The Yucca is a striking plant with a strong architectural structure which fits in comfortably with many contemporary landscapes. It easily conjures up a semi arid feeling, set among pebbles, yet some species will be just as much at home nestled amongst sub-tropical plants.
Yucca species are mostly from the North American south west, though some can be found as far north as Alberta in Canada and as far south as Guatemala, with one originating from the West Indies. It is from here that the name originates. The Carib name for Tapioca or Manioc (Manihot spp.) is Yuca but due to a mistake in early classification, the name was assigned to the Yucca we know today. The two plants are not related.
A relative of the Agave, there are more than 40 species of Yucca.
It is a perennial shrub with long, blade shaped leaves which grow in whorls at the end of a woody stem. The leaves of most species have a sharp terminal spine. Heights range from about 1 metre for the grass-like Y. glauca to 9 metre for the impressive Y. elephantipes.
Flowers of the Yucca are typified by a tall cream or white inflorescence in spring with fragrant blooms which open at night. These will only appear when the plant reaches 6-7 years old.
In its native habitat, the Yucca plant has developed an interesting relationship with the Yucca Moth. The moth specifically pollinates the Yucca flower in order to provide a food source for its larvae. Enough seeds remain uneaten for the plants to reproduce. Without the moth, the Yucca would not naturally produce seed and without the Yucca the moth would die out.
On the positive side for the home gardener, Yuccas are easy to propagate vegetatively. If the Yucca you wish to propagate has a trunk, take a cutting from the woody part of the stem (any length and with or without the crown)

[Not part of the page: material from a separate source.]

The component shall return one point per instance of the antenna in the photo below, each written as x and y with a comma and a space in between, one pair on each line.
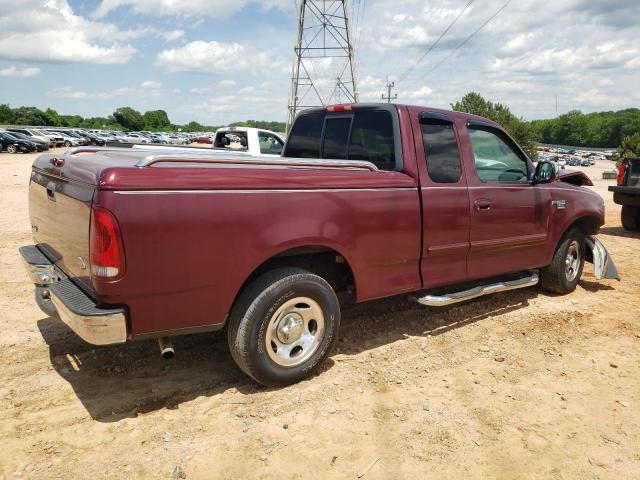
389, 86
323, 67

and pop it into a well draining propagation mix. This can be done any time of the year in warmer regions and I have had a high success rate without the use of rooting hormone. Some species produce suckers which should be cut from the stem of the mother plant and planted out into potting mix.
Care should be taken in transplanting Yuccas. If you are planting one which has overgrown its pot, you should have no problems, but if you dig one out of the ground, get as large a root ball as possible. Damaged roots close to the base of the trunk may rot, leading to infection at this growing point and eventual death of the plant.

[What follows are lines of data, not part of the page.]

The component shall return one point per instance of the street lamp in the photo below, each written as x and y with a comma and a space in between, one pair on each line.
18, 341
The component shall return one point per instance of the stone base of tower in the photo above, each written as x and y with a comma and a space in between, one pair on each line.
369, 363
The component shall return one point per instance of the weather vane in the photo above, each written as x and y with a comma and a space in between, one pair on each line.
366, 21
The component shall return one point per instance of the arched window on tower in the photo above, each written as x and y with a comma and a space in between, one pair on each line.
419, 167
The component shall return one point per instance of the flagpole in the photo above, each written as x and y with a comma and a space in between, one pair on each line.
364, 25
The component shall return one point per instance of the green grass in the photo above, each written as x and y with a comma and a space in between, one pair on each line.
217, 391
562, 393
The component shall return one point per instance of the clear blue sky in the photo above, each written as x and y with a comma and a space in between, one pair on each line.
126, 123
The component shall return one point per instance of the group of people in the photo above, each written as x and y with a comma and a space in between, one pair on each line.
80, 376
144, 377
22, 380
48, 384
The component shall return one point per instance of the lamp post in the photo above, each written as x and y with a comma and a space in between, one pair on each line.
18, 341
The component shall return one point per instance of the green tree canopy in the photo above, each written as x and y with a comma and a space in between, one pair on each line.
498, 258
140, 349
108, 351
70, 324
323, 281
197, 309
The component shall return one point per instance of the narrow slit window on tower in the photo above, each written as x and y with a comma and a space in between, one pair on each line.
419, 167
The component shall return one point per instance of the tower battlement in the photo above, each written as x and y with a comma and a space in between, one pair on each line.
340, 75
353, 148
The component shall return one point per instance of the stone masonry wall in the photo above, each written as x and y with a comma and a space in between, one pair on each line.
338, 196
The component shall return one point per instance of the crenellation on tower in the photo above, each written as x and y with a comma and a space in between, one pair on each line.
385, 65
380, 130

Ensure that Yuccas are planted into a well drained soil with plenty of bright light. The same goes for Yuccas grown indoors. If the light level is too low the plant will become limp and pallid looking. They are a drought hardy plant and can handle light frosts. What they don’t like is over watering and wet feet.
Most parts of the Yucca plant are edible and have been used by North American Indians to treat many medical conditions such as arthritis, skin conditions, chronic headache and high blood pressure. Some complications can occur if taken in the wrong doses. Please seek professional advice for preparations.

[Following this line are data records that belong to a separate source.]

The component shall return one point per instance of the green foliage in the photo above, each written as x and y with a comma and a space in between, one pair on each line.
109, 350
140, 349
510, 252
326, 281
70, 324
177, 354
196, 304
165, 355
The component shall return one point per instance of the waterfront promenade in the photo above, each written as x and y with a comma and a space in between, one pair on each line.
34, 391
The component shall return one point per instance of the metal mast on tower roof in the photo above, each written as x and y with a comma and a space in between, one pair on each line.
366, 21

For a great character plant in the garden, I love St. Peters Palm or Yucca australis (meaning ‘southern’) from Mexico. It has the appearance of a shaggy creature from Where The Wild Things Are by retaining its dead leaves. Unfortunately to achieve this effect will take about 15 years.
P.S. Apologies for a mistake in my last article X is for Xanthostemon. My computer had the China Bear virus and instead of the common name Golden Penda, I ended up with Golden Panda. Cheers, Tohm.